Liputan6.com, Jakarta Ketua Umum Partai Demokrat Susilo Bambang Yudhoyono (SBY) bicara blak-blakan soal hubungannya dengan Presiden Joko Widodo atau Jokowi. Menurut presiden ke-6 ini, ada pembatas yang menjadi penghalang keduanya tidak bisa berkoalisi dalam Pilpres 2019.
"Pak Jokowi juga berharap Demokrat di dalam.
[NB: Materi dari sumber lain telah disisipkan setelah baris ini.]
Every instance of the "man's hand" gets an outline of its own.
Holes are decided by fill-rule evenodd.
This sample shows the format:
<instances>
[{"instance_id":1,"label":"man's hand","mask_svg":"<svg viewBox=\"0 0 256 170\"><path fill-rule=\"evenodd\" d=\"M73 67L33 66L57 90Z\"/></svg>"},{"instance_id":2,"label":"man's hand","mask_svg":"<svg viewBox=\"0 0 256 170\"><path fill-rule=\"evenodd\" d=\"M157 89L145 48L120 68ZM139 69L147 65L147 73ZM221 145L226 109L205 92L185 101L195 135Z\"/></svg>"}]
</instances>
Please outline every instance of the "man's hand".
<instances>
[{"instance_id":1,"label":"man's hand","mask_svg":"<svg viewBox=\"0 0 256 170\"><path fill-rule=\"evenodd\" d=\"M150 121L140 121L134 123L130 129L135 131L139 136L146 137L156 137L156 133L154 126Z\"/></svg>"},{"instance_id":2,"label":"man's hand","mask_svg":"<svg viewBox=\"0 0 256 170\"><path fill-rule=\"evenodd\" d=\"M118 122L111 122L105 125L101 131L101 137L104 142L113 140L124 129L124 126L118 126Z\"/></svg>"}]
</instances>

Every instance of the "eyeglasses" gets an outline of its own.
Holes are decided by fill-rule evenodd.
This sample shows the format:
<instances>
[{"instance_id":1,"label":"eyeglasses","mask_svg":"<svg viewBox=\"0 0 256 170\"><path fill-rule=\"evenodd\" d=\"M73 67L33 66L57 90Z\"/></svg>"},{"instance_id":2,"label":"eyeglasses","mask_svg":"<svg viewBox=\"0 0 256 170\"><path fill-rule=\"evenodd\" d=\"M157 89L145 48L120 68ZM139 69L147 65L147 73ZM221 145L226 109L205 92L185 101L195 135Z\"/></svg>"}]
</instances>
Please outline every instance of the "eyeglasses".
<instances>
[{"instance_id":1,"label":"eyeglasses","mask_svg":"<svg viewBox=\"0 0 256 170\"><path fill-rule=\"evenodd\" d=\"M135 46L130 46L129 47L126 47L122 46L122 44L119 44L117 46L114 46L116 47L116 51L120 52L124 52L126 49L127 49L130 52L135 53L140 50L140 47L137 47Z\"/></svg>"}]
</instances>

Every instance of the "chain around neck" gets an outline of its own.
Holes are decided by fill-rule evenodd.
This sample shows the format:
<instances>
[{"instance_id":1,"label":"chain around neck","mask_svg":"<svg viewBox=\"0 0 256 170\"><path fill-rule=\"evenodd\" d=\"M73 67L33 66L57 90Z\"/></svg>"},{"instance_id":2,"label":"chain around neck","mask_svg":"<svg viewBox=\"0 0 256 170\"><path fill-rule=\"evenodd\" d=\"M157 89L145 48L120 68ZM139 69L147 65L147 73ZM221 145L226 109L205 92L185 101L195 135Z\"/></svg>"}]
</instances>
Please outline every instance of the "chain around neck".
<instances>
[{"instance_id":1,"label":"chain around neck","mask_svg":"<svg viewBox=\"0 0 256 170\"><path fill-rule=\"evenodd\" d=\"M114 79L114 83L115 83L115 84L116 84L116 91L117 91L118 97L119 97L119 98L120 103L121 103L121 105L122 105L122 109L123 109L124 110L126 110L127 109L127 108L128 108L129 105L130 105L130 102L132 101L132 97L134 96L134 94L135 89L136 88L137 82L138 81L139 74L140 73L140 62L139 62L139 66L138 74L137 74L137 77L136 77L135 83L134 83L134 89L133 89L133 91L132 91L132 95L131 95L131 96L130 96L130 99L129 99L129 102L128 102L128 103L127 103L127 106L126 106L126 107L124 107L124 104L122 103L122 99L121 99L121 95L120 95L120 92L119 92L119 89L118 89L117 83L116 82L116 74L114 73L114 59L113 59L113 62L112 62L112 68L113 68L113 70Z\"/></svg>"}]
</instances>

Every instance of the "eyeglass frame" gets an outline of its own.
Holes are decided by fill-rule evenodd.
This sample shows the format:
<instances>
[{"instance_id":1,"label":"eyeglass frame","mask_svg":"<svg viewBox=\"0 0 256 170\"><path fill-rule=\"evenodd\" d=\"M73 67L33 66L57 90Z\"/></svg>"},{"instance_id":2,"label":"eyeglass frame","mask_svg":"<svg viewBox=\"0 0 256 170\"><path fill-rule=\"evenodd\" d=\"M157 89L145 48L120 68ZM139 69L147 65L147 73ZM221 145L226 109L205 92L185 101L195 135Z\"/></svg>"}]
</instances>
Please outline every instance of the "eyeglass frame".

Namun, saya menyadari banyak sekali rintangan dan hambatan untuk koalisi itu," ujar SBY dalam jumpa pers usai bertemu Prabowo di kediamannya, Jalan Mega Kuningan, Jakarta Selatan, Selasa (24/7/2018).
Presiden ke-6 RI itu mengatakan, untuk membangun suatu koalisi diperlukan kesepahaman dan pandangan yang sama. Hal itulah yang menjadi hambatan partainya berkoalisi dengan Jokowi.
Advertisement
"Untuk berkoalisi itu perlu iklimnya baik, kesediaan untuk saling berkoalisi juga, ada mutual trust, mutual respect. Itu yang jadi hambatan sekarang ini," jelas SBY.
Sementara itu, Kepala Divisi Advokasi dan Bantuan Hukum Partai Demokrat (PD) Ferdinand Hutahaen membeberkan alasan partainya belum ingin merapat ke koalisi Jokowi. Ia mengakui, hubungan yang belum cair di antara ketua umum partainya, Susilo Bambang Yudhoyono (SBY), dan Ketum PDIP Megawati Soekarnoputri menjadi alasannya.
"Kita tahu hubungan Bu Mega dan Pak SBY sampai saat ini belum cair. Ini jadi dinding yang tinggi bagi kita," ucap Ferdinand, di DPP Partai Demokrat, Jalan Proklamasi, Jakarta Pusat, Kamis (7/6/2018).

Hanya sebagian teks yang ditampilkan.